Old-school ideas about art, literature are updated at Denver gallery

To best appreciate the work of artist Sherry Wiggins, it helps to know a little about her process.

Artist Sherry Wiggins explores contemporary interpretations of classic figures using her own body as a canvas.  This is her take on Aphrodite.  (Luis Felipe Branco, provided by Michael Warren Gallery)
Artist Sherry Wiggins explores contemporary interpretations of classic figures using her own body as a canvas. This is her take on Aphrodite. (Luis Filipe Branco, provided by Michael Warren Gallery)

In essence, it happens like this: She studies the lives of famous women, real and mythological, then uses costumes and props to inhabit their characters through her own lens, that of a 68-year-old woman living in the 21st century who is well-read and fully immersed in both present-day feminism and contemporary art.

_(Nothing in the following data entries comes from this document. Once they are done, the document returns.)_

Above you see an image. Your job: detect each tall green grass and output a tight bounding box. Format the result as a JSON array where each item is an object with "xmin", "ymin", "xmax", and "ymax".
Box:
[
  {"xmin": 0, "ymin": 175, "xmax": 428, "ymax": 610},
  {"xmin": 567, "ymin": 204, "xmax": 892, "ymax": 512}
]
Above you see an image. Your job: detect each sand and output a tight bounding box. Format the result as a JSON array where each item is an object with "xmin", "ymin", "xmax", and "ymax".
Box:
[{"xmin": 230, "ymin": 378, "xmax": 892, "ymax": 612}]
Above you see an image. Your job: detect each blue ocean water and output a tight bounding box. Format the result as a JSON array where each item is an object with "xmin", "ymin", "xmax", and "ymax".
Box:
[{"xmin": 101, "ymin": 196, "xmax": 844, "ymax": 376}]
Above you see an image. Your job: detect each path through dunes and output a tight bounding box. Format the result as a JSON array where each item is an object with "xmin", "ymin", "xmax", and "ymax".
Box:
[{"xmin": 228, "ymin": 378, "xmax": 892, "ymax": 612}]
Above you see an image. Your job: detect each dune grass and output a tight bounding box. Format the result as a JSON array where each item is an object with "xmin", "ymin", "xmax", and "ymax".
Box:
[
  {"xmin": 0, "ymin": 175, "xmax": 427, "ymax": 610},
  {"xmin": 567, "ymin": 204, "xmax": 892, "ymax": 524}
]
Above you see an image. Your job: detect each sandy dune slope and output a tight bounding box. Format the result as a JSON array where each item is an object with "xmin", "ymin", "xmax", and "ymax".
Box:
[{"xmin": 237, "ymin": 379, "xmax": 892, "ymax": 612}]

Then she finds a setting — in the case of the works on display currently at Michael Warren gallery, a series of outdoor fields in Holland and Portugal — and has someone else take her picture. For the past several years, he has collaborated with photographer Luís Filipe Branco on these endeavors.

The result — the actual art product — is the photo itself, and at Michael Warren, viewers can see her recently taken “On Sappho, Helen and Aphrodite,” as the show’s official title explains.

The images are, as so many of Wiggins’ objects that have appeared in galleries and on social media, captivating at every level. And just to add a few more adjectives: brave, timely, smart and very self-indulgent. Wiggins dreams up these scenarios and gives them everything he’s got.

Artist Sherry Wiggins wants viewers to reconsider familiar characters of the past.  Here she takes on the persona of Helen of Troy.  (Luis Felipe Branco, provided by Michael Warren Gallery)
Artist Sherry Wiggins wants viewers to reconsider familiar characters of the past. Here she takes on the persona of Helen of Troy. (Luis Filipe Branco, provided by Michael Warren Gallery)

In some way, they are instructive, a chance to explore the real person that was the poet Sappho and the larger-than-real personas of Helen of Troy and the goddess Aphrodite. Accompanying the photos at the exhibition are texts of poetry written by Sappho and translated by present-day scholars. They are passionate odes to love and sacrifice, and deeply felt, and they set the tone for Wiggins’ own extremism in her work.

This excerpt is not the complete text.